Over the millennia, the wisdom-keepers and sages have reminded us that just as there are cycles in the physical world that parallel the Earth’s natural cycles, so too is there a parallel between the Earth’s seasons and the seasons of the soul. The following is a brief overview.
The Centering Process (Autumn): A time to go within and focus on the Self. It is a time of soul-searching and self-reflection where one quiets the mind to calm the soul. It is a time to unplug from the external world and turn inward…taking time to be still. The Centering Process is a time to “Enter the Heart.”
The Emptying Process (Winter): This is a time to release, let go, and detach from thoughts, attitudes, beliefs, and perceptions, which at one time may have served us, but now only hold us back. Only when room has been made by this cleansing process may new insights and wisdom be revealed.
The Grounding Process (Spring): A time to seek and process the answers to life’s problems and challenges that come to us.
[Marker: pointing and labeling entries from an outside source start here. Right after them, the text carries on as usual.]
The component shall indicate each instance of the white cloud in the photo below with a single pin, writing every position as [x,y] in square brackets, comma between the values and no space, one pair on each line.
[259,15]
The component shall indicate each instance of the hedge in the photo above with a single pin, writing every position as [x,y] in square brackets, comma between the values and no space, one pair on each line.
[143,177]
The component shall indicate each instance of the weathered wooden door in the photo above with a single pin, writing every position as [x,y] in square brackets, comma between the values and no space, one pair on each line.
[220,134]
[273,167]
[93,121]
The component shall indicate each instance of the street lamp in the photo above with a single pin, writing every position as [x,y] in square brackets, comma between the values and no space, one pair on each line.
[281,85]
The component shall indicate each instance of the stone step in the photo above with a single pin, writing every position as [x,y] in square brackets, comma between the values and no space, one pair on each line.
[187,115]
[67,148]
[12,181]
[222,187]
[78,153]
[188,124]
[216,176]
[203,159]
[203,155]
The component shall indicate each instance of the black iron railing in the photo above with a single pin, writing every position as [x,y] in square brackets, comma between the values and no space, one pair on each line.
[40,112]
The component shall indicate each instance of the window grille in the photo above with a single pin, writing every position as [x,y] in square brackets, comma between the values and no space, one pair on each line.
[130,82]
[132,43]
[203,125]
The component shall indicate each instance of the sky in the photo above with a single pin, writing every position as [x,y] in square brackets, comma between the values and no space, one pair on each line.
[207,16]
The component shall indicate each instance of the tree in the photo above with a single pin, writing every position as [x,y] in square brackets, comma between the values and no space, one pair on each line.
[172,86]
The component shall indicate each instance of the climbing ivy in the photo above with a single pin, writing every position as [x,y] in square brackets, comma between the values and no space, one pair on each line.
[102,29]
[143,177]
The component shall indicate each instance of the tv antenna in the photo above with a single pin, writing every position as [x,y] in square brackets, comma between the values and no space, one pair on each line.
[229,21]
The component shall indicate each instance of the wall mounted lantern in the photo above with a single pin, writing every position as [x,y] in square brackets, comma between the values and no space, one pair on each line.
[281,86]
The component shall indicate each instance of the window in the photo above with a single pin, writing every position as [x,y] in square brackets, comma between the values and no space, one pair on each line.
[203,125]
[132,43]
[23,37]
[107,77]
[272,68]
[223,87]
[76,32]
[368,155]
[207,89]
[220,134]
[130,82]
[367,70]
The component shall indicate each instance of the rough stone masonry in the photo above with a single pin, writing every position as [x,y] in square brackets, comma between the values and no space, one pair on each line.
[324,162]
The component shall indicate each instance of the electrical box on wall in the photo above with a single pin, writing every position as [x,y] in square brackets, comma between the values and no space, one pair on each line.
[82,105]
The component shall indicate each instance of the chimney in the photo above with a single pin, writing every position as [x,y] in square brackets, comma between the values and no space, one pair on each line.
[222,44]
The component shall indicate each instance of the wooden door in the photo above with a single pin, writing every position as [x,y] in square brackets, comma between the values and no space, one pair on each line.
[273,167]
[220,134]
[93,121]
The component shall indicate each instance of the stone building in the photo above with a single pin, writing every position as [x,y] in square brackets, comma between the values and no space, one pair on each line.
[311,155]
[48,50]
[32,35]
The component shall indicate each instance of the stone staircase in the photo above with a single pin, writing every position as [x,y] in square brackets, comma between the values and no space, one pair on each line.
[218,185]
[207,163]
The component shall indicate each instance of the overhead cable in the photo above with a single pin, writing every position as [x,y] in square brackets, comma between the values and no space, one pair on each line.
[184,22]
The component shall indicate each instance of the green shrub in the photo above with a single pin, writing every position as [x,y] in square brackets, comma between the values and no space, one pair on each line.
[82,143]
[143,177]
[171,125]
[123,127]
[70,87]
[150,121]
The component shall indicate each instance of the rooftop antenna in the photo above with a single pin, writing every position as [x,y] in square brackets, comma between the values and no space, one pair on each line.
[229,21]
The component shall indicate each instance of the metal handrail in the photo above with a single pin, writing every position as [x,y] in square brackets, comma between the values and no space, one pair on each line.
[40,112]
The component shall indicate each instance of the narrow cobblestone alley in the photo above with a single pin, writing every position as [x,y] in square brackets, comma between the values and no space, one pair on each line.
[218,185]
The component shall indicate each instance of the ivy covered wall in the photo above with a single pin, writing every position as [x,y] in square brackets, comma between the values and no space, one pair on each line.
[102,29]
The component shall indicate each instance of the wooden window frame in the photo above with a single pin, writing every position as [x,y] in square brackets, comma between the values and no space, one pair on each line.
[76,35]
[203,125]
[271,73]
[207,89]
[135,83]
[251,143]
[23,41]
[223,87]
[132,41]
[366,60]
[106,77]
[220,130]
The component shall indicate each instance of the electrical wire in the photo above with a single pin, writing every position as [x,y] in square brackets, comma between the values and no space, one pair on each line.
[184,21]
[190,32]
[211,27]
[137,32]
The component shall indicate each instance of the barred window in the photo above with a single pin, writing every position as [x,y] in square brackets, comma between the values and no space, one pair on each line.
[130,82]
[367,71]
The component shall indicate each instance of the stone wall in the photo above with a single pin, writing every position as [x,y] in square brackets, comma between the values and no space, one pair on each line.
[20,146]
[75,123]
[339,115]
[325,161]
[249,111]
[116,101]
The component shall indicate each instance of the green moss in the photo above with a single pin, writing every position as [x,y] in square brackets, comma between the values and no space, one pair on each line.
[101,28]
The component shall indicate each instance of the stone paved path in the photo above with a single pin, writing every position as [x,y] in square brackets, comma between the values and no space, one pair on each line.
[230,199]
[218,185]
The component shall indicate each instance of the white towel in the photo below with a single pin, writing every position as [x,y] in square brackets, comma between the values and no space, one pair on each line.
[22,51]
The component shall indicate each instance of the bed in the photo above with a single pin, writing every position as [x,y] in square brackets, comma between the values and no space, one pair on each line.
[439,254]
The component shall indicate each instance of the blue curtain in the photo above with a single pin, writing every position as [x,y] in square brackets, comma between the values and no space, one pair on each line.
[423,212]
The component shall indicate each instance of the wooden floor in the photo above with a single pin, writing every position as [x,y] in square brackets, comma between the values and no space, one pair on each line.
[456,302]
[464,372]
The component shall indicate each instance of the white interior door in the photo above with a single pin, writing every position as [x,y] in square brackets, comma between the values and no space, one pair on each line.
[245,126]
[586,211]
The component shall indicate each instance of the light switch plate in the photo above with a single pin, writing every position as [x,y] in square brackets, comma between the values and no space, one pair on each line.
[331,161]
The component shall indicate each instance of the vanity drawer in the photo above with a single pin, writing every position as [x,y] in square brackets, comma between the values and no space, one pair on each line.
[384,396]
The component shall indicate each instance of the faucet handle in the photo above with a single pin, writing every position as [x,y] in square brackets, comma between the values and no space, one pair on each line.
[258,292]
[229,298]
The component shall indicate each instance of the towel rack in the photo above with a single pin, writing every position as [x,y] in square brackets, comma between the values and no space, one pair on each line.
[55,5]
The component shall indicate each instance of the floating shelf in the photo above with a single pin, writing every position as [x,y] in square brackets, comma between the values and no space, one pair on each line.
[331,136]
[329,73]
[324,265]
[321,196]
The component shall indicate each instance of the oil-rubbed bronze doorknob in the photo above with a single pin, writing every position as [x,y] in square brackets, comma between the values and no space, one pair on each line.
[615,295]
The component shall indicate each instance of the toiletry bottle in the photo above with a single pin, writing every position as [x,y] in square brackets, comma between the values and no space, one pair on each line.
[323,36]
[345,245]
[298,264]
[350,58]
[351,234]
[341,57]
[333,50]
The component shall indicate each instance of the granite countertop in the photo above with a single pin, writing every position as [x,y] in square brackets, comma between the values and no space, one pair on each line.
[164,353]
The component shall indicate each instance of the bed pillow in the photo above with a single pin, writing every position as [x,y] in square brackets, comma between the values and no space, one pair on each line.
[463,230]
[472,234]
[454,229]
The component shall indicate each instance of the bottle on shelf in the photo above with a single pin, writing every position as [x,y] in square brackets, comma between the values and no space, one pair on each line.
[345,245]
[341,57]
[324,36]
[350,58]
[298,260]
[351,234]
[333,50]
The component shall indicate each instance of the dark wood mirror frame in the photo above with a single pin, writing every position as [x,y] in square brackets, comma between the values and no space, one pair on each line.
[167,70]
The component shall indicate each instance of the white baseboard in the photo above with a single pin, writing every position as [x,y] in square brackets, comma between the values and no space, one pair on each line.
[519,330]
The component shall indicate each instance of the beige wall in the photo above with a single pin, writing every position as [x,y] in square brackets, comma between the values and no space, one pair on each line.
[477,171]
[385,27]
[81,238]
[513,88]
The grounding process is the “vision” of the vision quest. Remember, Nature abhors a vacuum. The grounding process is time to access our intuition and perhaps even attain a glimmer of enlightenment in preparation for the next stage (season) of our life journey.
The Connecting Process (Summer): A season when we come back “home” to our community and share what we have learned on the leg of our most recent experience and the wisdom gained from the grounding process. The Connecting Process is based on the premise of love — nurturing our connections with friends, family, acquaintances (even strangers). As such, the Connecting Process is a time of celebration.
Among nearly all languages and cultures, the words spirit, wind, and breath are used synonymously; a means to represent a flow of energy. For spirit to stay healthy it must move or flow. When the flow of spirit is halted, it becomes toxic. For this reason we are reminded not to remain too long in any one season but to move gracefully through each, for there are many revolutions in this spiritual cycle of the seasons.
The Emptying Process Revisited
Of these four seasons of the soul, it is the emptying process that is most feared and, hence, often avoided; mostly due to our perceived pain of separation or disconnection. The emptying process goes by several names, most notably, the Dark Night of the Soul and the Winter of Discontent, both of which are the antithesis of happiness.
Described by many people as the abyss or the void, most people make a habit of avoiding it. Still others teeter on the edge, frozen with fear. The end result is a case of spiritual constipation or toxicity to the soul. For spirit to be vibrant, it must keep moving. Ultimately, the emptying process is neither an abyss nor a void; it is the womb of creation. Simply stated, the emptying process is a cleansing that creates a silence in the stillness that the soul needs for rejuvenation. Once cleansed, we may move forward gracefully on our journey. Ironically, rather than emptying, in the nature of human addictions, the common response is to fill the void with material possessions or behaviors that act as a quick fix to appease, if not seek that eternal moment of happiness. Can there be happiness in the emptiness? As one crosses the threshold from winter to spring, the realization of cleansing and releasing the old thoughts, attitudes, perceptions, and beliefs that at one time may have served us is more than blissful – it’s liberating.
Kluger, J., The Happiness of Pursuit. TIME. July 8, 2013.
Seaward, B.L., Stand Like Mountain, Flow Like Water: Reflections on Stress and Human Spirituality. HCI. Deerfield Beach, FL. 2007.